Maria C. Giannakourou is an Associate
Professor of Food Engineering at the Laboratory of Food Science and Technology,
School of Chemical Engineering, National Technical University of Athens. She
received a BSc and a PhD from the Department of Chemical Engineering, National
Technical University of Athens in 1997 and 2003, respectively. She did her
post-doctoral research in the Laboratory of Food Chemistry and Technology of
the National Technical University of Athens from 2003 to 2004. She then joined General State Chemical
Laboratory as an Analyst (Grade A) from 2004 until 2012. She was a professor at the Department of Food Science and Technology,
University of West Attica (former Technological Educational Institute of
Athens) from 2012 to 2022. Then she joined the National Technical University of
Athens.

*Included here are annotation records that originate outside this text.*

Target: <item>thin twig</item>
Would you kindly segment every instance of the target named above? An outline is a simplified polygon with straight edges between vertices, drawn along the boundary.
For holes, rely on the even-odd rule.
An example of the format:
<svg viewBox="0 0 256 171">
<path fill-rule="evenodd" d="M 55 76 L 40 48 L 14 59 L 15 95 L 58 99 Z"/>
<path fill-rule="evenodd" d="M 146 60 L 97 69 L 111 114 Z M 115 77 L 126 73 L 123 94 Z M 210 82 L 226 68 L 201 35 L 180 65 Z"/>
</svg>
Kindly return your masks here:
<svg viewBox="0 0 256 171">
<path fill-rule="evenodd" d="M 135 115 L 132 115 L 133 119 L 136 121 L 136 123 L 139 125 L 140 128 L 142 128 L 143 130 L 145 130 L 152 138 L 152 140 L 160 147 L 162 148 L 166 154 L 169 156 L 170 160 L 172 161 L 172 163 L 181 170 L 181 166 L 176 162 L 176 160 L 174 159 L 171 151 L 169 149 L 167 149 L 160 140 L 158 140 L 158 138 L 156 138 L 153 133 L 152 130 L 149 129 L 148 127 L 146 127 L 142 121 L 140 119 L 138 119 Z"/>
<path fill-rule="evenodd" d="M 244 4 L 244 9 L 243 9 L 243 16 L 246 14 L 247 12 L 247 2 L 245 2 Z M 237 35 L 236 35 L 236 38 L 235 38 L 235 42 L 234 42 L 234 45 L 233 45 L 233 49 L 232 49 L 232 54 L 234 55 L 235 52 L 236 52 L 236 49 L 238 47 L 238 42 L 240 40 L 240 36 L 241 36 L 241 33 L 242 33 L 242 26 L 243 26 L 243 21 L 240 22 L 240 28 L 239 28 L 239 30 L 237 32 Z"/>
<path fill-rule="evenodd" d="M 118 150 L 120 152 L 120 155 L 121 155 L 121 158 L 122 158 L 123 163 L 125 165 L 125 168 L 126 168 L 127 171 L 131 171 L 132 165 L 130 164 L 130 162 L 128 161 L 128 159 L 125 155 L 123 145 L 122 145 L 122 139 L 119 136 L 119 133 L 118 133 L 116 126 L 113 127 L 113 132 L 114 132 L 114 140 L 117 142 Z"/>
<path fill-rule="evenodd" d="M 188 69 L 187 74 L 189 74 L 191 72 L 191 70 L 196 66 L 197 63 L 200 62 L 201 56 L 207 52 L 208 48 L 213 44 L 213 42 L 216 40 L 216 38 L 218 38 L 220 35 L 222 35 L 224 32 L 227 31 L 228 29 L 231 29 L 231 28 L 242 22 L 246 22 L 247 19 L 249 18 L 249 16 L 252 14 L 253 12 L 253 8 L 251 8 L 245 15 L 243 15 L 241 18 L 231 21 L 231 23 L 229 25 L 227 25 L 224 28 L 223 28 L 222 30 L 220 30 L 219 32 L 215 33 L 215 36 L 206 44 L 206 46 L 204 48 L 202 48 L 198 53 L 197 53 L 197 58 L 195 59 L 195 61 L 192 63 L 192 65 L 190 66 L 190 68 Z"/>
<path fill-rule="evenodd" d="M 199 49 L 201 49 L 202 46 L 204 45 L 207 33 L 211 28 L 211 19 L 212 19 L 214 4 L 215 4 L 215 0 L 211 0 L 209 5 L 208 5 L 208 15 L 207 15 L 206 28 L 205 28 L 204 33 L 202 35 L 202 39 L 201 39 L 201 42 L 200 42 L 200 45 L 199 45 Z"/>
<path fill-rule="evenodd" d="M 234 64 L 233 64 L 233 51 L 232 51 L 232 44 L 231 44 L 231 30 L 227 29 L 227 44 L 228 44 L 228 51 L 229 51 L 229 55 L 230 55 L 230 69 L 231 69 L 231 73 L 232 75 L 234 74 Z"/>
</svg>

She has a wealth of experience in food science and technology and has worked on several research projects. Additionally, she possesses
a high level of expertise in analytical and instrumental techniques for food
analysis, based on her work at the General Chemical State Laboratory. Her
main areas of scientific interest include methods of food processing, shelf
life studies and quality assessment, nonthermal processes, osmotic pretreatment
of animal (meat and fish products) and vegetable tissues for shelf life
extension, smart packaging (time–temperature Indicators), hurdle technology
application, novel food production, sensory evaluation, and more.